Imagine such compiler exists. Let's also assume that for convenience it provides a library function that returns 1 if the passed function modifies a given variable and 0 when the function doesn't. Then what should this program print?

int variable = 0;

void f() {
    if (modifies_variable(f, variable)) {
        /* do nothing */
    } else {
        /* modify variable */
        variable = 1;
    }
}

int main(int argc, char **argv) {
    if (modifies_variable(f, variable)) {
        printf("Modifies variable\n");
    } else {
        printf("Does not modify variable\n");
    }

    return 0;
}

Don't confuse "will or will not modify a variable given these inputs" for "has an execution path which modifies a variable."

The former is called opaque predicate determination, and is trivially impossible to decide - aside from reduction from the halting problem, you could just point out the inputs might come from an unknown source (eg. the user). This is true of all languages, not just C++.
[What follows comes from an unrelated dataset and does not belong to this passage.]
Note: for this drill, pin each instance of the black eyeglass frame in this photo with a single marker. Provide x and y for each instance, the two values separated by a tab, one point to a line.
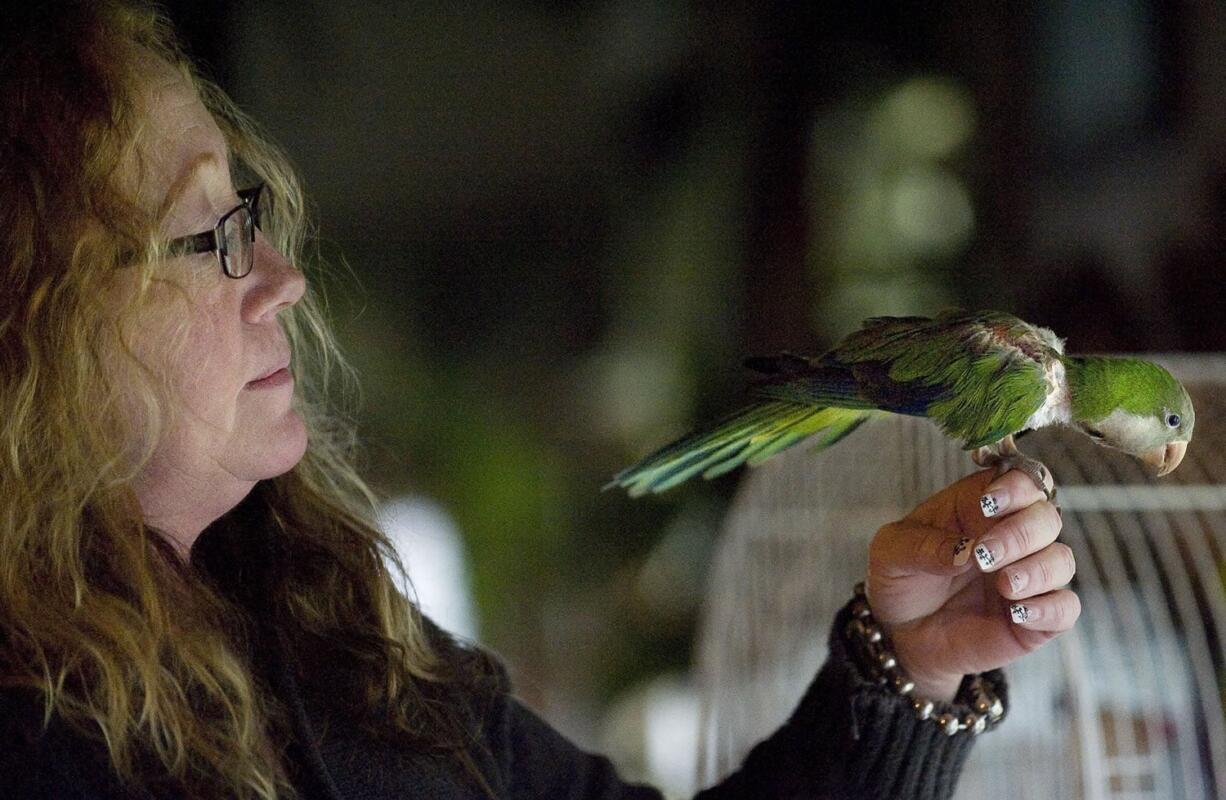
213	240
The latter statement, however, can be determined by looking at the parse tree, which is something that all optimizing compilers do. The reason they do is that pure functions (and referentially transparent functions, for some definition of referentially transparent) have all sorts of nice optimizations that can be applied, like being easily inlinable or having their values determined at compile-time; but to know if a function is pure, we need to know if it can ever modify a variable.

So, what appears to be a surprising statement about C++ is actually a trivial statement about all languages.


I think the key word in "whether or not a C++ function will change the value of a particular variable" is "will". It is certainly possible to build a compiler that checks whether or not a C++ function is allowed to change the value of a particular variable, you cannot say with certainty that the change is going to happen:

void maybe(int& val) {
    cout << "Should I change value? [Y/N] >";
    string reply;
    cin >> reply;
    if (reply == "Y") {
        val = 42;
    }
}

I don't think it's necessary to invoke the halting problem to explain that you can't algorithmically know at compile time whether a given function will modify a certain variable or not.

Instead, it's sufficient to point out that a function's behavior often depends on run-time conditions, which the compiler can't know about in advance. E.g.

int y;

int main(int argc, char *argv[]) {
   if (argc > 2) y++;
}

How could the compiler predict with certainty whether y will be modified?